Dividing bridges

Kristjan Wager has a good post on the Deep Rifts. He’d rather have the rifts than no rifts at the price of entrenched sexism.

So, to sum it up, there are deep rifts in the movement, and I think it is fine. Not only that, I feel more comfortable being in a smaller community within the movement, which doesn’t include people whose opinions and behavior I find repugnant. I can still appreciate the good work done by those people (like I did with e.g. Hitchens) without wanting to be part of the same community.

Fewer but better Russians. (I kid, I kid.)

Massimo Pigliucci also has a good post, although he does do the “both sides” thing, which given what a big chunk of the other side is like, really isn’t as reasonable as it might sound to a novice.

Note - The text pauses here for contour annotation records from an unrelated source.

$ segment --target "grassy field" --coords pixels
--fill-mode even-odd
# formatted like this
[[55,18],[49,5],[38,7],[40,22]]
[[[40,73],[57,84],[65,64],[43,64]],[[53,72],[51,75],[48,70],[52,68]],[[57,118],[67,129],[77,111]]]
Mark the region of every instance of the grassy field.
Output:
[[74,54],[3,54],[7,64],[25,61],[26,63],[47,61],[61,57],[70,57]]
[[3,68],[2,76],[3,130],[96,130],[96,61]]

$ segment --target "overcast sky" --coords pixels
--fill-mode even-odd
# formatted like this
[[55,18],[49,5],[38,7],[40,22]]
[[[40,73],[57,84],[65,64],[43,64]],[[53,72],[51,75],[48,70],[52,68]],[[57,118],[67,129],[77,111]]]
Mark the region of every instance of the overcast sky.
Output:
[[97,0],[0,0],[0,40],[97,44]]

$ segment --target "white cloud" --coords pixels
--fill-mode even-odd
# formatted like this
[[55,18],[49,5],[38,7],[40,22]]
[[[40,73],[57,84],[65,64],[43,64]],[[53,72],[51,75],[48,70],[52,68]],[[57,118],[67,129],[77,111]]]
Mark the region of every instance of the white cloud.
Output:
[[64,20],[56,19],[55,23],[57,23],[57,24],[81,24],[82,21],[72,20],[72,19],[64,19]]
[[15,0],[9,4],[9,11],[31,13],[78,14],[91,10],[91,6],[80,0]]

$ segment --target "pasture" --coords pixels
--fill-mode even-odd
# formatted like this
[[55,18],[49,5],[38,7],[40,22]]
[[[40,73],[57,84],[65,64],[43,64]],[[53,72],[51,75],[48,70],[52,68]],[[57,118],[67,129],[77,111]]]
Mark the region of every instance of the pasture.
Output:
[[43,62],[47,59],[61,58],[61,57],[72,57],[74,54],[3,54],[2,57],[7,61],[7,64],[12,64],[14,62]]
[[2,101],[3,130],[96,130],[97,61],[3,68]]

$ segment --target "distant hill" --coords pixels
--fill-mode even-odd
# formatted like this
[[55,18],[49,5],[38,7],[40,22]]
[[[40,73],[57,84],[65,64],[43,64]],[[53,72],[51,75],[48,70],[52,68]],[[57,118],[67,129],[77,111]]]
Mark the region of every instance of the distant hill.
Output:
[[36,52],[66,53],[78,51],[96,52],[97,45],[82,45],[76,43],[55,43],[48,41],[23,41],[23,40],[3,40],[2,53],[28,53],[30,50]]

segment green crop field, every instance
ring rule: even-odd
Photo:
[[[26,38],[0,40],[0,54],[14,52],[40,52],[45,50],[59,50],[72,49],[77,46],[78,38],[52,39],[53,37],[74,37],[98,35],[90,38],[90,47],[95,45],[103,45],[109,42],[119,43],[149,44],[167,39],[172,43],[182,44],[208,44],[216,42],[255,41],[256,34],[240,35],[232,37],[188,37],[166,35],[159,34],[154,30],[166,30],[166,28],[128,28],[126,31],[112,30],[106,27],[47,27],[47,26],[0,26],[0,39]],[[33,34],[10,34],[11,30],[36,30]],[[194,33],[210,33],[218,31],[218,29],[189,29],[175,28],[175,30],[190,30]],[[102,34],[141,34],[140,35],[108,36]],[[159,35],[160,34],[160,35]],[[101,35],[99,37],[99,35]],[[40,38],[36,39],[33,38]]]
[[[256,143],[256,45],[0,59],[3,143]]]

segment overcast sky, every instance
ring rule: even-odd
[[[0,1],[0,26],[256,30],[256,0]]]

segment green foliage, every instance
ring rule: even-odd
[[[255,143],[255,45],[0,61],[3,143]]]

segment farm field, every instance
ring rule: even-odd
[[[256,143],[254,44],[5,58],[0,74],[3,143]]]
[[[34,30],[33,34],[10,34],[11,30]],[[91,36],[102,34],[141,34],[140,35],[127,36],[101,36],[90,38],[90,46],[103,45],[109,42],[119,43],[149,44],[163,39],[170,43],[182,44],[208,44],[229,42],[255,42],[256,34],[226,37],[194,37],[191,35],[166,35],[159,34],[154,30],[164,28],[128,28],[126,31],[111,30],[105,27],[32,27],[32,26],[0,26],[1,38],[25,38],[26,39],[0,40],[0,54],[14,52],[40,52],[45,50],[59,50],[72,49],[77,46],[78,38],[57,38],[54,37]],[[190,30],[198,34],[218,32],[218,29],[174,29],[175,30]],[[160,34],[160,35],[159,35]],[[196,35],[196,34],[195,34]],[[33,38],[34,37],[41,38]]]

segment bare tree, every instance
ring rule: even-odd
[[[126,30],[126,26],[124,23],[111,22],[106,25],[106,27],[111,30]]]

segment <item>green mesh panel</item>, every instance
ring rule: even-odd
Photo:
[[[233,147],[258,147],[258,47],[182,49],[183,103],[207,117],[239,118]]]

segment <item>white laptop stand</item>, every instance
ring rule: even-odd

Oh wait, no he doesn’t, or at least he clarifies in a comment that that’s not what he meant. I’ll leave the above paragraph because there are people who think that is what he meant, so this will perhaps help.

Here’s his clarification:

there may be a misunderstanding here about what my call for moderation concerns. Of course there is no moderate position to be held about sexism (or racism, for that matter): it’s bad, period.
But there is moderation to be called for in how we talk and act about it. The example in question here, discussed by Russell Blackford in the post I linked to above, is AA’s overly reaching “no-hugs” policy, which – it can be argued – doesn’t really address the actual issue and potentially undermines a sense of community by attempting to over-regulate normal human interactions.

Sure. Specifics can be discussed, calmly and reasonably. (I’ve been staying out of those discussions, because honestly I don’t know enough about the subject to have a useful opinion. I was invited to participate in the conference call with American Atheists to discuss their policy, but I wasn’t available at the right time – which is just as well.) Specifics can be discussed, calmly and reasonably – which includes not calling people Talibanesque or Femistasi.